Meet the Players Who Are Wiping Out Polio

Improve Global Health Fund
April 07, 2016

Path

The key to eradicating polio from the world involves a two-punch approach and crossing into war zones.

It’s human nature to wipe a threat from our minds when we no longer see evidence of it. One simple reason: it’s difficult to worry about a disease if it rarely appears as a daily reminder. The scars of smallpox on the face of a child. A neighbor’s pronounced limp from a childhood battle with polio. In wealthier nations, these daily reminders are rare or they no longer exist.

But the absence of daily reminders doesn’t mean a disease is gone. In the case of polio, it’s quite the contrary.

Many cases are “silent,” meaning people can carry the virus asymptomatically without exhibiting clinical signs of polio. Because of this, the infection can remain within a population for years, spreading through feces and lurking in the water and sewage. Hospitals may not notice an increase in polio cases, and by the time the first case of paralysis occurs, an area could be grappling with a full-on epidemic.

This is the insidious nature of the disease, hiding away as it waits for an opportunity to wreak havoc on populations.

FIGHTING POLIO WITH IMMUNIZATION AND VIGILANCE
In conversation, Kutub Mahmood leans forward with a sense of urgency and gets visibly excited about the prospects of eliminating polio. Kutub heads up the polio vaccine development project at PATH, working on vaccine development, scale-up, and new inactivated polio vaccine candidates. These efforts expand vaccine manufacturers’ ability to bring more vaccines to the global market and keep costs low for poor countries.

“The most critical thing we need to do,” says Kutub, “is aggressively reach out to the unimmunized and under-immunized populations in these countries with multiple vaccination campaigns.”

But it’s not just his work in vaccine development that keeps Kutub positive.
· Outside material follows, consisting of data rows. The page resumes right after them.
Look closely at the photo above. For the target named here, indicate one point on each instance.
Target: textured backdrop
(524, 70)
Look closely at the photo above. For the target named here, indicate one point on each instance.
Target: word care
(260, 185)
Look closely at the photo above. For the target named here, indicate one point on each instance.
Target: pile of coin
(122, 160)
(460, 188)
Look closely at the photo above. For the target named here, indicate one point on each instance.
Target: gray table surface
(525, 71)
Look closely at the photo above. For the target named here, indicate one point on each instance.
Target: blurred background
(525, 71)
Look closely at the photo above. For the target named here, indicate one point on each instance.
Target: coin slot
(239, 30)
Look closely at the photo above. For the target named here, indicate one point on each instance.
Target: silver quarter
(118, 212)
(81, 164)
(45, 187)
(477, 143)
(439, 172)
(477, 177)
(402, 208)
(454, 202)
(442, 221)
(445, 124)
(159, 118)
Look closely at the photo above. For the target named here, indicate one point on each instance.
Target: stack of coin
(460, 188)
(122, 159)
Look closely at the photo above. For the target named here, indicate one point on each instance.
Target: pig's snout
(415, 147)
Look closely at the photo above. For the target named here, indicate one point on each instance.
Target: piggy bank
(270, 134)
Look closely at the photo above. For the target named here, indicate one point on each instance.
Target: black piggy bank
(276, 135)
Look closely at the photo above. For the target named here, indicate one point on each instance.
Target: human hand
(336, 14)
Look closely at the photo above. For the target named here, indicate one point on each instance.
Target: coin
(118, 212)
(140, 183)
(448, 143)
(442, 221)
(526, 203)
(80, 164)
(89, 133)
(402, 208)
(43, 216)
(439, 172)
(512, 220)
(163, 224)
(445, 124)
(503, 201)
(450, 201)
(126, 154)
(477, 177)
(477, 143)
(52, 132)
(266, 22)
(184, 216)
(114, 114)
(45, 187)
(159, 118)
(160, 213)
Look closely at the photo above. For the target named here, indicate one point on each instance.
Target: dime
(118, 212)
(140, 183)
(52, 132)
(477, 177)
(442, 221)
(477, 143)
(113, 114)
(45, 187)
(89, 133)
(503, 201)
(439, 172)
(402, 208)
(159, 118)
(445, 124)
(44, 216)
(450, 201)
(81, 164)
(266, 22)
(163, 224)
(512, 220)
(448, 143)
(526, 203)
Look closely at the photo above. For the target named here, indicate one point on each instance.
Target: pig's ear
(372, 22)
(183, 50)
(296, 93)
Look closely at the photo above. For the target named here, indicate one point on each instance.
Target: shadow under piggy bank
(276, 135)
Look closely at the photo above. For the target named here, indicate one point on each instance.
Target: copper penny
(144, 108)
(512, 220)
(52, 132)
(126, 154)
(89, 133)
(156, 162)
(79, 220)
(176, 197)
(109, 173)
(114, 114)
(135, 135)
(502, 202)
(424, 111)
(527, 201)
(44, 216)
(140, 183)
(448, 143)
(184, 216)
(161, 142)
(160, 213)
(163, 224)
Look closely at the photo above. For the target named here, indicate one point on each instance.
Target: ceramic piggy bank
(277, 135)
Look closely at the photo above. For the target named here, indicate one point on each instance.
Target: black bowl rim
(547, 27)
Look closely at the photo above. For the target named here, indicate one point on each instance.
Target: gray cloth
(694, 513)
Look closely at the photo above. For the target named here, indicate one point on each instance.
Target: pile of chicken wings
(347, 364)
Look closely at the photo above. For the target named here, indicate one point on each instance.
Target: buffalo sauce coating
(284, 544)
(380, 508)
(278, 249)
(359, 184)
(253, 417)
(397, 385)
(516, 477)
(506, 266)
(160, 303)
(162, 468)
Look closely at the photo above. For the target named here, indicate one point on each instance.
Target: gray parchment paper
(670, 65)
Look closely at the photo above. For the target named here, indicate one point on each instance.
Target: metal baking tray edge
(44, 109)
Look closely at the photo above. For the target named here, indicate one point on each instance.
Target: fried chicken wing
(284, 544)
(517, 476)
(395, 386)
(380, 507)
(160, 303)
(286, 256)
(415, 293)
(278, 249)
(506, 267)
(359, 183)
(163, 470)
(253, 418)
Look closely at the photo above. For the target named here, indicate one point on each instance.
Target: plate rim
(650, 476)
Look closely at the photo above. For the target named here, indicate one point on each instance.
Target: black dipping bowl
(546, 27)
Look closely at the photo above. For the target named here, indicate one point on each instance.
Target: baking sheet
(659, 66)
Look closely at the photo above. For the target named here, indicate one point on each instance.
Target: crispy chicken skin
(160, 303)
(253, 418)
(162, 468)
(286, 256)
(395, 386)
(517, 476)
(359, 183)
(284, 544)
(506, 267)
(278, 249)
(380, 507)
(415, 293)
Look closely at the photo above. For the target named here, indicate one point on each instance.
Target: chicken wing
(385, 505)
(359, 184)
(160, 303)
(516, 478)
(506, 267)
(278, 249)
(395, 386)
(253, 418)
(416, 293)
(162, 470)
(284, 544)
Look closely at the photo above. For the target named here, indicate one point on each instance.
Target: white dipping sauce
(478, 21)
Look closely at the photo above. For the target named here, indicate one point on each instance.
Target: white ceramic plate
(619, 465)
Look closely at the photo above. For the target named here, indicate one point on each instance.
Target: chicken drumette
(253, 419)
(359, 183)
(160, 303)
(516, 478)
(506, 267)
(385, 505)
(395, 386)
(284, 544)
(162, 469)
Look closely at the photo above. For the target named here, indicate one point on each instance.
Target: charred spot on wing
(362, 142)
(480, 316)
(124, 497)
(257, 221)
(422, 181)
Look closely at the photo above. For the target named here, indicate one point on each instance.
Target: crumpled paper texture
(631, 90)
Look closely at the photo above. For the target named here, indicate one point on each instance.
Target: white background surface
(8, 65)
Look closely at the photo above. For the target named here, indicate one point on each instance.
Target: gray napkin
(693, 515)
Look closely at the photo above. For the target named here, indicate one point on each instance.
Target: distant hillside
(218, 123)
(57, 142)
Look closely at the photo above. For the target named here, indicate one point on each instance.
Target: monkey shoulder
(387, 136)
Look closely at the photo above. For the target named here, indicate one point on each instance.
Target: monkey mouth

“Along with immunization, we have more tools available than ever before. PATH is developing methods for rapid and highly sensitive detection of poliovirus in contaminated water and sewage. Technologies like GPS and cell phones assist with efforts to eliminate polio in the hard places.” He adds that alliances with partner organizations put global efforts to eliminate the disease within reach.

POLIO FIELD DETECTIVES
David Boyle’s job is to reduce risk. And when it comes to finding out if poliovirus is present, the senior research scientist in PATH’s Diagnostics Program is always asking “Is it no longer here or are we just not seeing it?”

“Instead of waiting for cases to appear,” says David, “our approach is more aggressive, we look for the early warning signals that tell if the virus is present in the environment. It’s crucial to identify the poliovirus before it has a chance to sicken a population.”

And that means looking in sewage. The search for polio can be dirty, it can be dangerous, but it’s highly vital work.

BATTLING POLIO IN A WAR ZONE
When we eliminate polio across continents, such as Africa, it brings us one step closer to full eradication.

And yet, pockets of the disease are still observed in Afghanistan and Pakistan. The work is dangerous in these countries, compounded by conflicts that interfere with routine immunization, disease surveillance, and tracking.

In countries such as these, we need new tools to identify where the poliovirus is still lurking.

In Pakistan, PATH and the University of Washington (UW) School of Public Health are piloting new methods for identifying the poliovirus in contaminated water and sewage. Recently, nearly 30 Pakistani polio program staff were trained to collect samples of wastewater with a new device developed by the UW in collaboration with PATH. These samples capture poliovirus onto filters that are then shipped to labs for testing.

“Surveillance workers will be using the new sampling tool for a study that is planned to start this month,” says David. “For most of this year, we’ll be intensifying efforts to detect poliovirus across the country.” The plan is to take samples from the sewage of 10 cities each month, a substantial effort that will result in dozens of sample sets.

This ongoing work at PATH will go a long way to ensure such detection methods are low-cost and available in poor countries.

WHAT'S NEXT
As we near the reality of a polio-free world, vaccination efforts must be ramped up in concert with efforts to hunt the virus down where it still lives. We need to continue global surveillance long after it looks as if the battle has been won. Effective tools will help confirm that the poliovirus has been eradicated at the global scale. Then, and only then, we’ll know the world is free of polio.